The poet, William Butler Yeats, in “Lamentation of the Old Pensioner,” muses, “There’s not a woman turns her head to look upon a broken tree; But the beauties I have loved are in my memory.” These lines might well apply to the grizzled, slumbering character on the couch, in whose twilight state the hard borders between present and the remembered past dissolve. He is a modern day Osian, exile from a bygone place and time, drifting back in dream-space to his own ‘Land of Youth.’
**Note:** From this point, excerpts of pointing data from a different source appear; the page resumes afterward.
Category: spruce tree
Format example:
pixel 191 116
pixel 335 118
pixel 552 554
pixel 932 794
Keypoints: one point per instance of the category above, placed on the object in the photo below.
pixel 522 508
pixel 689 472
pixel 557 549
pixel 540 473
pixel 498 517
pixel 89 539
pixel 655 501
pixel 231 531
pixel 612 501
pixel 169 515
The original Osian was one of Finn MacCumhail’s warriors who happens one day to meet a lovely maiden on horseback. Identifying herself as “Niam of the Golden Hair,” she invites him to travel back with her to the enchanted land of Tir na Nog (Land of Eternal Youth) which lies somewhere beyond or below the western sea. Osian accepts, and finds himself, after a long, strange ride through mist and darkness, in a place of golden light that the hand of decay and death never seems to touch. All who live within its borders remain eternally young. He experiences day after day of wonder and pleasure. The mead horn is never emptied. The flowers never fade. Niam herself is the daughter of the king, and so he is treated as a royal guest. But slowly homesickness begins to creep into his heart and he longs to see his friends in Ireland again.
He begs for a leave of absence, which Niam is very reluctant to grant. Does he not have everything a young man’s heart could wish for? She finally gives in to his repeated requests, however. He is given a powerful horse on which to make the journey home, under the one severe condition that his foot must never touch the ground. Upon arrival he begins searching at once for Finn and the Red Branch Knights. They are nowhere to be found. In fact the whole land seems changed, the great forests having given way to cultivated fields in which a diminished race of men are laboring.
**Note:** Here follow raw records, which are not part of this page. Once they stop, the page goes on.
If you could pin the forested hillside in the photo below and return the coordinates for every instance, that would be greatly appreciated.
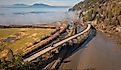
(104, 14)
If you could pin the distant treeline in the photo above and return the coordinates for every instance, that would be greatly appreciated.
(28, 26)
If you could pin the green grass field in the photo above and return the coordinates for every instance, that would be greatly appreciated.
(27, 36)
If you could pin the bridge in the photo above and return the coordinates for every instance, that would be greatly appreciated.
(83, 35)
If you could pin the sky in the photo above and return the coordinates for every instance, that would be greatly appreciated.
(49, 2)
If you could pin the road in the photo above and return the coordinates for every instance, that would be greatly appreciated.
(101, 53)
(34, 56)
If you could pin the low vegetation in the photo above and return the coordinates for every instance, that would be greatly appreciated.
(18, 38)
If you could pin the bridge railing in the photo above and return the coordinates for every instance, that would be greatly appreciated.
(83, 35)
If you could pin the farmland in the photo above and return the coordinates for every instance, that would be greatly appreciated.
(19, 38)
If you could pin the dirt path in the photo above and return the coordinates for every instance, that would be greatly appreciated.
(99, 54)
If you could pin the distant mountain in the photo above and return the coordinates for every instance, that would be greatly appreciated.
(40, 5)
(20, 5)
(36, 5)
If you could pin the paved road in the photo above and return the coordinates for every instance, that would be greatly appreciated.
(34, 56)
(99, 54)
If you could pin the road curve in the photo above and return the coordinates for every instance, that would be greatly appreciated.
(99, 54)
(34, 56)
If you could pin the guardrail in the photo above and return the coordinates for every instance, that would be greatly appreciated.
(84, 34)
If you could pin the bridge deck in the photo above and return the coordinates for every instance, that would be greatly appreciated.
(56, 45)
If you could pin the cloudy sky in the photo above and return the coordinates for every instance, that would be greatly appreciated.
(50, 2)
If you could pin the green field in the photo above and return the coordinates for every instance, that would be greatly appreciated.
(26, 36)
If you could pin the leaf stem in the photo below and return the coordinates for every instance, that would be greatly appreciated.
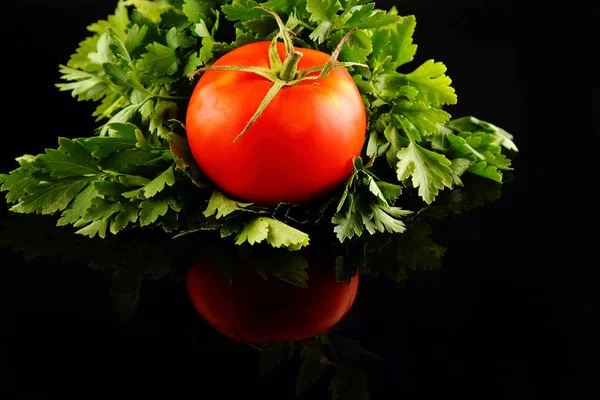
(269, 96)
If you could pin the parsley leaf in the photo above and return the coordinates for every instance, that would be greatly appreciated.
(276, 233)
(429, 171)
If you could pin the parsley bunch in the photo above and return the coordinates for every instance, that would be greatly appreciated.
(136, 169)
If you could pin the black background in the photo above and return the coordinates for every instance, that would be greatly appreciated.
(498, 321)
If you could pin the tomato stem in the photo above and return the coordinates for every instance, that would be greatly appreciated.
(289, 70)
(284, 73)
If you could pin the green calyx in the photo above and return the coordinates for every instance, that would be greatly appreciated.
(284, 73)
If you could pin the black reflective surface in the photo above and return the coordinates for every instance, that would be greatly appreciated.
(495, 321)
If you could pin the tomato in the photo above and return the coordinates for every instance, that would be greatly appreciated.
(299, 149)
(254, 310)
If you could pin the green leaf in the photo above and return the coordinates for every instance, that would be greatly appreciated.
(17, 183)
(128, 161)
(385, 219)
(283, 235)
(83, 85)
(195, 10)
(393, 46)
(485, 170)
(356, 48)
(459, 167)
(94, 228)
(432, 84)
(119, 21)
(71, 159)
(220, 205)
(424, 118)
(324, 12)
(176, 39)
(474, 125)
(101, 146)
(253, 232)
(430, 171)
(276, 233)
(390, 191)
(160, 60)
(50, 197)
(149, 9)
(158, 184)
(152, 209)
(128, 215)
(366, 17)
(348, 221)
(78, 208)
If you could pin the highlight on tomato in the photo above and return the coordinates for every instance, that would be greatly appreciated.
(253, 310)
(270, 123)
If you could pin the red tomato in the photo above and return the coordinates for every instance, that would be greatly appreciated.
(255, 310)
(299, 149)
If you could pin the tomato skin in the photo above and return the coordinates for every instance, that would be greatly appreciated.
(254, 310)
(299, 149)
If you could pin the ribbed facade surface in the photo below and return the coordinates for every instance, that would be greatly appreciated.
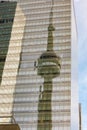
(36, 99)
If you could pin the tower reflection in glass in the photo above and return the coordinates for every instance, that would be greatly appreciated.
(48, 67)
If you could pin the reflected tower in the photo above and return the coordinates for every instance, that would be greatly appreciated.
(48, 68)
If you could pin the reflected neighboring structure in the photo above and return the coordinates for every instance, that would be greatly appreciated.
(38, 85)
(48, 67)
(8, 64)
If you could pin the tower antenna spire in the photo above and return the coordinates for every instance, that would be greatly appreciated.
(51, 14)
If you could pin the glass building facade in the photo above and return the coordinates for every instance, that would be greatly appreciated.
(38, 86)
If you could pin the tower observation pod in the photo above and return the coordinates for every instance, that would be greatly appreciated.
(49, 65)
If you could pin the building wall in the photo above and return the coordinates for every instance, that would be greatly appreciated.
(31, 39)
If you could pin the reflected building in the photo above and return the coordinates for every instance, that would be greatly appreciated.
(39, 74)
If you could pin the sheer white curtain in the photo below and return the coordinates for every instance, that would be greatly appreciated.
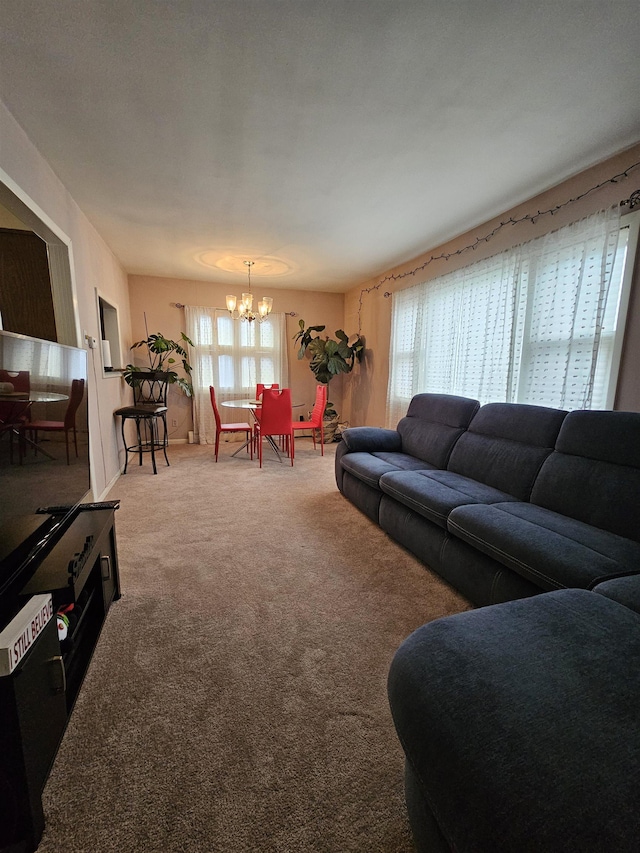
(233, 356)
(534, 324)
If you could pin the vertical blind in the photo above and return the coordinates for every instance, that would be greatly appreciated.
(535, 324)
(233, 356)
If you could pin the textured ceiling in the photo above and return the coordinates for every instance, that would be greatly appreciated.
(327, 140)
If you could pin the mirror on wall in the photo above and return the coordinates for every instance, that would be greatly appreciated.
(36, 294)
(26, 300)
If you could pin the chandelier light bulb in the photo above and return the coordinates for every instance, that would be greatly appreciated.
(243, 309)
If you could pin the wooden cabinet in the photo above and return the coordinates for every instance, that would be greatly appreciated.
(38, 695)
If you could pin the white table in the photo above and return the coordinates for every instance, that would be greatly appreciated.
(252, 405)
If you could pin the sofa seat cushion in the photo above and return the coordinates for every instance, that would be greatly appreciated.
(369, 467)
(520, 723)
(550, 549)
(434, 494)
(625, 590)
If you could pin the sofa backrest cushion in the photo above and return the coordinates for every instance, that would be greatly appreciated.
(433, 424)
(506, 444)
(594, 472)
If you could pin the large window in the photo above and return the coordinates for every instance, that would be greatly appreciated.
(233, 356)
(541, 323)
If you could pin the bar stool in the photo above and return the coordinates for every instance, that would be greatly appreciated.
(149, 410)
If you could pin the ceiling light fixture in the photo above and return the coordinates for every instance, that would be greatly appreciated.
(242, 310)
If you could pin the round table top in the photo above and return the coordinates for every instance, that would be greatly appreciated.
(249, 404)
(33, 397)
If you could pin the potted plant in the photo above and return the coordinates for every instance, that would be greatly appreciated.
(160, 351)
(329, 358)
Actually, though it seemed only weeks in the faery country, some three hundred years have elapsed since Osian’s departure. The warrior-hunters of the heroic age are long gone. After a time of fruitless wandering the bewildered rider stops to help a group of peasants clearing rocks from a field. Osian lends his considerable strength to their efforts. The boulder moves from its place, but with a sudden lurch which sends him tumbling out of the saddle. At the moment he strikes the ground he is transformed into a white haired old scarecrow with barely the strength to stand by himself. The astonished peasants, afraid at first, take him to a holy man. He is Saint Patrick, who in that generation has brought a new view of the world to the western Celts, one quite unfamiliar to the old fighter. With the kind assistance of the patriarch he lives on. The two become friends, but Osian is never wholly at home there. How like ourselves as the years go by!
The stony landscape of Tir na Nog originated from a visit to The Hickory Run Boulder Field of Pennsylvania, laid down by glaciers there long before the first civilizations ever appeared. Out of the ancient, primeval bedrock rise the crude monoliths of ritual centers like Stonehenge, refined over the centuries into great temples and cathedrals, and on into the modern world.
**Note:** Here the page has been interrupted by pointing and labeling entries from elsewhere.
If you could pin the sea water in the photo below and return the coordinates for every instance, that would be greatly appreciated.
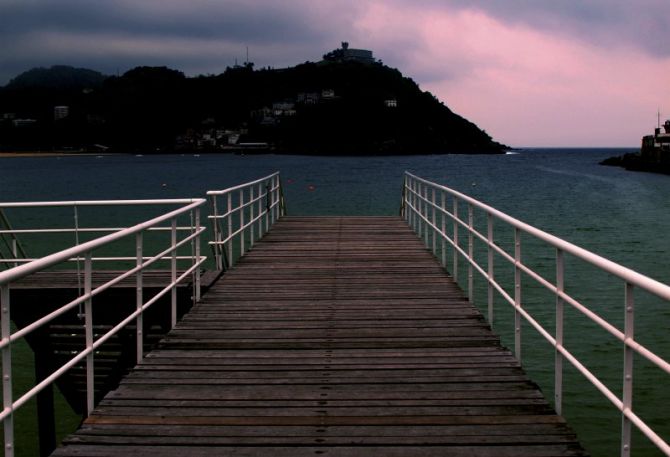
(624, 216)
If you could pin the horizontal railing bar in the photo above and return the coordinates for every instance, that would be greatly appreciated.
(167, 201)
(238, 231)
(242, 186)
(85, 230)
(237, 209)
(95, 259)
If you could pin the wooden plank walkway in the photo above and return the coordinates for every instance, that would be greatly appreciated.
(336, 337)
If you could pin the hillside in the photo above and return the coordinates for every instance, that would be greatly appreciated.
(330, 107)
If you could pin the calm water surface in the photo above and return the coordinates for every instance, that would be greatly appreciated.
(621, 215)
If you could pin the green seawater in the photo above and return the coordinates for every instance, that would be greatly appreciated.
(621, 215)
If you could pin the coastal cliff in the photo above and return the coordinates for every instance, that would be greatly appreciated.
(336, 106)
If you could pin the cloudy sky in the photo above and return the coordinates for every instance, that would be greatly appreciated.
(529, 72)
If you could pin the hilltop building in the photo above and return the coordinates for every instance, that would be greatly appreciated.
(61, 112)
(347, 54)
(656, 147)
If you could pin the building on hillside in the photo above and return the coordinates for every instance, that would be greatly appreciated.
(61, 112)
(347, 54)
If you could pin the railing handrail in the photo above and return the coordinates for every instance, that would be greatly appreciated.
(416, 201)
(76, 251)
(242, 186)
(45, 204)
(628, 275)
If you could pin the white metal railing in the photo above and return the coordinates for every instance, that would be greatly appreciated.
(141, 262)
(17, 253)
(433, 212)
(249, 210)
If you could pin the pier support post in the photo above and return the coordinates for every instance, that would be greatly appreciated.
(46, 414)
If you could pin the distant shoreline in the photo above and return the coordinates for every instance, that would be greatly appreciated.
(48, 153)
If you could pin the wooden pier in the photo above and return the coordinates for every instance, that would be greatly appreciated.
(337, 336)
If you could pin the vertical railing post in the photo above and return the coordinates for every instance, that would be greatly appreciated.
(196, 240)
(434, 223)
(241, 212)
(558, 358)
(455, 238)
(629, 334)
(251, 217)
(425, 215)
(517, 293)
(273, 211)
(444, 228)
(139, 322)
(260, 210)
(419, 208)
(230, 230)
(491, 269)
(403, 205)
(471, 254)
(268, 202)
(173, 272)
(88, 323)
(216, 235)
(414, 222)
(7, 395)
(15, 251)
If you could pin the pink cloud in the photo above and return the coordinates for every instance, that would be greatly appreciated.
(524, 86)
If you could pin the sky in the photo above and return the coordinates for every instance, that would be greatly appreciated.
(544, 73)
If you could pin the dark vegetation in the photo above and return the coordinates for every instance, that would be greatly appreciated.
(313, 108)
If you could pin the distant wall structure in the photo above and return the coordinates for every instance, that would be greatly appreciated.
(347, 54)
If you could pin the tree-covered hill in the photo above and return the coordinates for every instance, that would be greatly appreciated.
(330, 107)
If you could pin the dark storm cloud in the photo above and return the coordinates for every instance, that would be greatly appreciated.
(202, 32)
In some archetypal way the process seems to be repeated in human beings during the course of a life, even as the embryo changes form in the womb. It is often only in old age that the conflicting strata of nature and spirit, the soul’s impulses and society’s demands, celebration and denial find a deeper reconciliation.
When we have been long on the journey we become much like Osian, memory carriers of a world that no longer is, “the beauties we have loved,” that strangely help to seed the future.